Our consideration of the Festival of the Lion King Signature Dining Packages continues with a look at our experience at the show and the private safari ride.
Part 1, located here, focused on the meal portion of the package at Tiffins. If you’re considering a meal at Walt Disney World’s highest-rated theme park restaurant then it’s worth checking out. Even if you don’t really care about seeing Rivers of Light, there’s also the potential to save a lot of money with that Dining Package, particularly if you’re considering the $62 Surf and Turf pictured above.
As described in Part 1, there are two Tier options with the Lion King Dining Package. Tier 1 includes reserved seats in the very front of one of the four seating sections for the show. Tier 2 includes reserved seats in the row immediately behind it. While the tickets we were provided in the first picture told us to arrive 15 to 35 minutes before showtime, those in Tier 1 can return closer to the 15-minute mark as the seats are reserved and pre-assigned. Those in Tier 2 may want to arrive a little earlier to find some of the better seats in the second row that’s not immediately behind a tall blogger with a big camera. It may also be worth noting that some number of regular guests will probably also join those in Tier 2. A late-arriving family sat down right behind Erin and me, exclaiming excitedly about their “luck.” They were not really supposed to be there. There is typically plenty of seating for disabled guests, but those in ECVs or wheelchairs will likely be sat a bit further back until the Dining Package availability ends on November 21st.
That’s the Tier 1 bench immediately across from us. The majority of those selected to imitate the animals at the beginning of the show came from those using the Dining Packages, so it may be a good way to have a shy family member selected for that experience.
Typically, I recommend seeing the show from further up in the bleachers.
There’s a lot to take in and up close, you can really only see what’s immediately in front of you. The highest row is also the only one with a back to the seats.
While I’m sure the performers didn’t give it a second thought.
The show is performed at least eight times a day, 365 days a year.
But it was slightly awkward making eye contact with the performers throughout the show.
Here’s a few more pictures:
Overall, we both enjoyed the unique experience of sitting in the front row without any obstructions. Obviously during the rest of the year, someone sits in these seats “for free,” but there’s no way to guarantee that experience outside of the Dining Package, which delivered exactly what it promised. Festival of the Lion King is Walt Disney World’s highest-rated theater show for a reason.
Before the show started, a cast member came over to each of the Tier 1 participants and instructed us to hang back for a minute after the show ended so we could be walked over to our private safari ride with the 12-or-so other people.

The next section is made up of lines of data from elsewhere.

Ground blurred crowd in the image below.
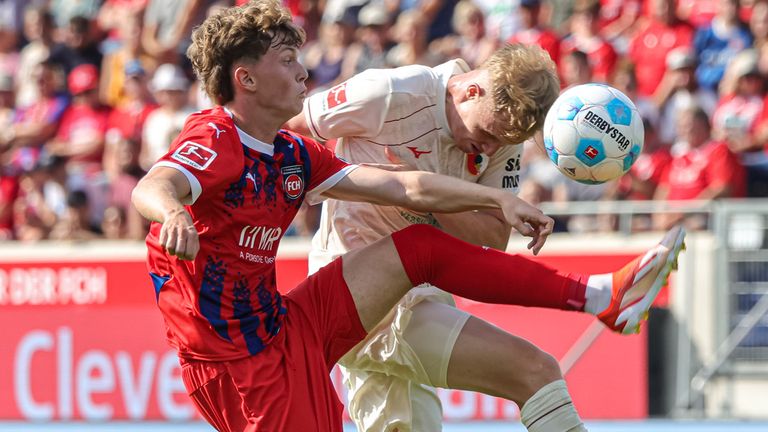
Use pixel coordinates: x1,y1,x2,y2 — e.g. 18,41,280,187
0,0,766,242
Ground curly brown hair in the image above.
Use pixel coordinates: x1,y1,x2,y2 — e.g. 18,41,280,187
187,0,305,105
481,44,560,145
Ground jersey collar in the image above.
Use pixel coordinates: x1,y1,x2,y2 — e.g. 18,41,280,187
434,59,471,142
222,106,275,156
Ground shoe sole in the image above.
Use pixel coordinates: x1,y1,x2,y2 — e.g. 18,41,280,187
617,225,687,335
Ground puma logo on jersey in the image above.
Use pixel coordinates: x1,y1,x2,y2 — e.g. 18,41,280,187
245,172,258,191
207,122,224,139
406,146,432,159
172,141,217,170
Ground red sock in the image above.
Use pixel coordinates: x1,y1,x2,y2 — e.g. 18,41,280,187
391,224,587,311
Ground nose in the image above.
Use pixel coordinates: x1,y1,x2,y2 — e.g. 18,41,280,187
297,64,308,83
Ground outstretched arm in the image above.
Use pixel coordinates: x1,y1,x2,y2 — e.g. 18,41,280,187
131,167,199,260
432,210,511,250
323,165,553,254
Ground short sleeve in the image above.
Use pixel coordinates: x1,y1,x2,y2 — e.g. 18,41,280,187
296,133,357,205
150,114,242,205
303,69,391,141
476,144,524,194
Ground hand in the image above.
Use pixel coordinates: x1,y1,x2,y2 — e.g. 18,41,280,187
499,195,554,255
158,208,199,260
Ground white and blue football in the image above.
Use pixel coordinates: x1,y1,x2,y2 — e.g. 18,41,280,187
542,83,644,184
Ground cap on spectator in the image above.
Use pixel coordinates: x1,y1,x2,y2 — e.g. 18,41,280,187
730,49,760,77
124,59,146,77
150,63,189,92
520,0,541,8
666,47,697,70
358,3,389,27
68,64,99,95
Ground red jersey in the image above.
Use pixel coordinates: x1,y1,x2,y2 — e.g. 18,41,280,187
145,106,353,361
508,28,561,65
618,147,672,199
55,104,110,164
628,20,694,97
107,102,157,143
560,35,618,82
713,94,764,137
661,140,745,200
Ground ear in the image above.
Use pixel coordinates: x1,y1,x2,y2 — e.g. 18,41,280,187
465,83,482,100
233,65,256,91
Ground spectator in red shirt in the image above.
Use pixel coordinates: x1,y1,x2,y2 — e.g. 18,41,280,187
712,49,765,154
601,118,671,230
597,0,642,50
654,107,746,229
46,63,111,229
616,118,671,200
560,0,618,82
47,64,109,167
103,60,156,181
508,0,560,66
654,47,719,145
678,0,718,28
628,0,694,97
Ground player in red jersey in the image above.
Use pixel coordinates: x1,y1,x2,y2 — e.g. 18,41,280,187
132,2,685,431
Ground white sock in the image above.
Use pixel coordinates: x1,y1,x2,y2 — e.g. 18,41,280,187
520,380,588,432
584,273,612,315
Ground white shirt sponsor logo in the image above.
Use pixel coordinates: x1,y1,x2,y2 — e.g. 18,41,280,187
238,225,282,251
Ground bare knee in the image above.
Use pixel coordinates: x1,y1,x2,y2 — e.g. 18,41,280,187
518,348,562,405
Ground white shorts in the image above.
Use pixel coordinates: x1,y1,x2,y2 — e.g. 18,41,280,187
339,285,471,432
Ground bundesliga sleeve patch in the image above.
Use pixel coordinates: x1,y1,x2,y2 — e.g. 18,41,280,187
171,141,218,170
325,83,348,109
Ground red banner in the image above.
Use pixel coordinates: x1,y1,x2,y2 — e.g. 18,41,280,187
0,248,654,421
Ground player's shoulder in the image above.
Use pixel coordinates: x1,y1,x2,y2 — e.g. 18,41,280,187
385,62,448,95
177,107,238,145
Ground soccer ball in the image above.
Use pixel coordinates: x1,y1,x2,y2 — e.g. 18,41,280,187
542,83,644,184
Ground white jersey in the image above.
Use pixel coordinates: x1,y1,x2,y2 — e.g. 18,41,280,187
304,59,523,271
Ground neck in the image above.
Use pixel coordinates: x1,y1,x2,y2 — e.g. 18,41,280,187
444,75,464,136
226,96,284,143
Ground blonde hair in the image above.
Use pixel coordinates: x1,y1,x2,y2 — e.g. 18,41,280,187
187,0,305,105
481,44,560,144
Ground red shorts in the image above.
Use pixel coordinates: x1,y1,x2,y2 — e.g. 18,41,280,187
179,258,366,431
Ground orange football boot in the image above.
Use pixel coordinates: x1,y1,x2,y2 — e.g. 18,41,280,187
597,225,686,334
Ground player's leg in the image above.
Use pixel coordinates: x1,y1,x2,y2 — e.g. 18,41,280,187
342,223,685,335
443,312,585,432
339,287,458,432
398,298,585,432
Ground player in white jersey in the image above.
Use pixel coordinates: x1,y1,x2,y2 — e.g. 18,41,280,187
287,44,685,432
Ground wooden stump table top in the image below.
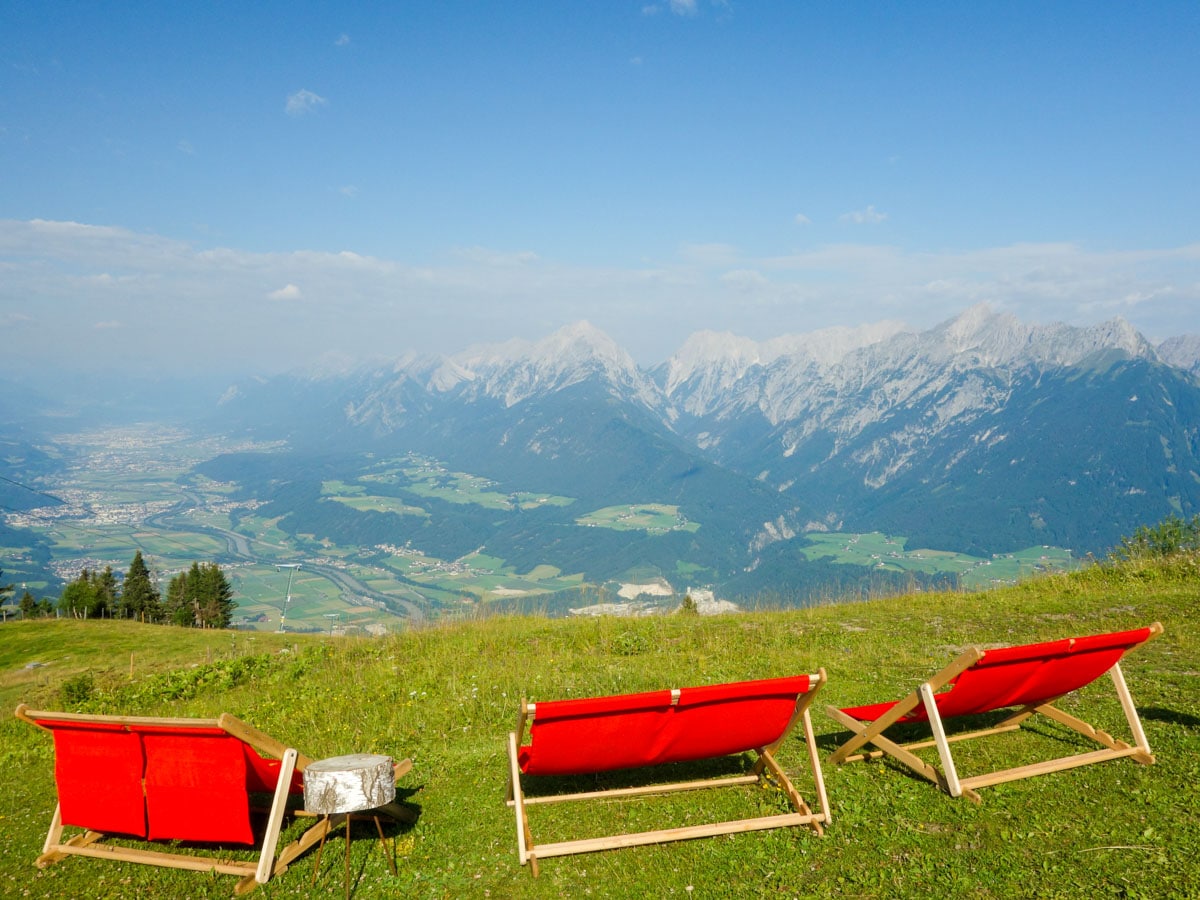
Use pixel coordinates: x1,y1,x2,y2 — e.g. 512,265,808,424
303,753,396,815
302,753,399,897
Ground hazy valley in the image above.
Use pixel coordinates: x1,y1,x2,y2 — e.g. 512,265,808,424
3,305,1198,632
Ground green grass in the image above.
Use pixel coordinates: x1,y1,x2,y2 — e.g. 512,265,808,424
575,504,700,534
800,531,1078,588
1,553,1197,898
361,455,574,511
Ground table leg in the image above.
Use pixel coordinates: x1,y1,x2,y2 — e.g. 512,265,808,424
345,819,352,900
311,815,330,886
373,815,398,876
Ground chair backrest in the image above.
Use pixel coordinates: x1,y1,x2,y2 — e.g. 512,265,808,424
931,625,1156,720
518,674,816,776
27,712,302,845
47,718,150,837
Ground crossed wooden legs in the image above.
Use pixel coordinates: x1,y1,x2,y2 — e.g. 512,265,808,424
827,663,1154,804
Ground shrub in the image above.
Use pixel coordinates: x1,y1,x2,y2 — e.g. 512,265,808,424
1112,514,1200,561
60,673,95,707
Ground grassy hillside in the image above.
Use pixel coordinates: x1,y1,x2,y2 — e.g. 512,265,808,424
1,554,1197,898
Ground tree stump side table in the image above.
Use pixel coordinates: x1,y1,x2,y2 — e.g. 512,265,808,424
303,753,398,898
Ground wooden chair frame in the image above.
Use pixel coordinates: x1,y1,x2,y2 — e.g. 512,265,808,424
505,672,830,876
826,623,1162,804
16,705,412,895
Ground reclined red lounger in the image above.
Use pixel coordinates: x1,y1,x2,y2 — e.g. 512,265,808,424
826,623,1162,803
506,672,830,876
16,705,412,895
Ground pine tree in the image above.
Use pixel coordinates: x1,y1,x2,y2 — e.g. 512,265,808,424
95,566,119,613
164,566,196,627
120,551,161,621
19,590,37,618
163,562,236,628
196,562,236,628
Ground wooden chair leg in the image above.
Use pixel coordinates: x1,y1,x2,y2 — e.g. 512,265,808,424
1111,662,1154,763
255,747,298,884
920,683,963,798
507,733,536,872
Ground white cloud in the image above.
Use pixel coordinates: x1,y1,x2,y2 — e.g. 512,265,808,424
642,0,697,15
339,185,359,198
268,283,302,300
1,218,1197,375
840,205,887,225
335,33,350,47
678,242,740,266
286,89,327,117
177,139,195,155
721,269,769,289
93,320,122,330
794,213,811,226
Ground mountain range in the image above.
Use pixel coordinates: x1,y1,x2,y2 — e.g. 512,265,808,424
203,304,1200,599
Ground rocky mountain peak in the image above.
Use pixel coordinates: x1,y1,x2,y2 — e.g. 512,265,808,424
1157,334,1200,374
662,331,764,397
445,321,654,408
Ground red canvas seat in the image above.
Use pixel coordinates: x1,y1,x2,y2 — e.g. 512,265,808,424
826,624,1162,803
16,706,401,895
506,672,830,876
49,721,148,838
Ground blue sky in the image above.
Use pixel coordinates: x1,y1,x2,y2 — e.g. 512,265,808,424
2,1,1197,376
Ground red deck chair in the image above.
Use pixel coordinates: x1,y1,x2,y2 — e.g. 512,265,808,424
826,623,1162,803
505,672,830,876
15,706,375,895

The safari experience was led by a member of the Animal Kingdom Education Team along with one of the regular drivers. It wasn’t unlike your typical ride through, but we did learn a lot about some backstage elements and there were more opportunities than usual to ask questions. If you’ve recently experienced the safari, you might have noticed that the crocodiles are painted with bright colors that indicate how far along they are in their yearly checkups.
You might have also noticed that some of the trees are covered in chainmail.
This is to help protect the bark. Otherwise, the trees would probably be stripped over the course of a few minutes.
Some of my status cows are still on loan.
Perhaps because I am not very intelligent or perhaps because I had never given it much thought, I always imagined that the cast members walked the animals to and from the savanna in some sort of Noah’s-Ark-esque march through the various sections and out one end or the other.
Of course, that’s not how it works at all, and each area has walkways in and out where the animals can come and go as they please. They’re not locked into the enclosure at all, which is why some safaris see more animals than others. I would guess that these giraffes have a number of blogs that they need to keep up on, cutting down on the amount of time they’re out and about.
It was fun to see baby Aella out on the safari.
She appeared on the savanna for the first time just about two months after being born. She’s about three and a half months old now and while she used to basically be attached to her mother, she’s now displaying a bit of independence hiding out in these bushes.
These wildebeests look slightly less impressed.
The baboons were also active.
It’s hard to tell, but mamma is carrying around her baby here as well.
Here with the crop.
That was pretty precious to see.
If you’re interested in animals and some of the backstage elements that go into running Disney’s Animal Kingdom, you might check out my Caring for Giants review here.
It’s a great opportunity to see the elephants up close and learn more about them. Official information is available here.
Me until the temperature finally drops below 90 degrees sometime (hopefully) later this week.
Me trying to get my $55 worth at ‘Ohana.
Then regretting it as I can’t even lift my head off the ground.
One last fun little detail – the yellow-billed storks are named Carl and Ellie after the characters in Up.
Overall, we found a lot of value in the Tier 1 Festival of the Lion King Signature Dining Package. The cost is $25 more than Tier 2, but it guarantees the front row at the show and includes an interesting ride through the savanna. We nearly or completely got our money’s worth just from the meal at Tiffins and each of the additional elements exceeded our expectations. It was a fun “add-on,” but probably far from a must-do unless you’re planning on going big at Tiffins anyway. We thoroughly enjoyed the experience.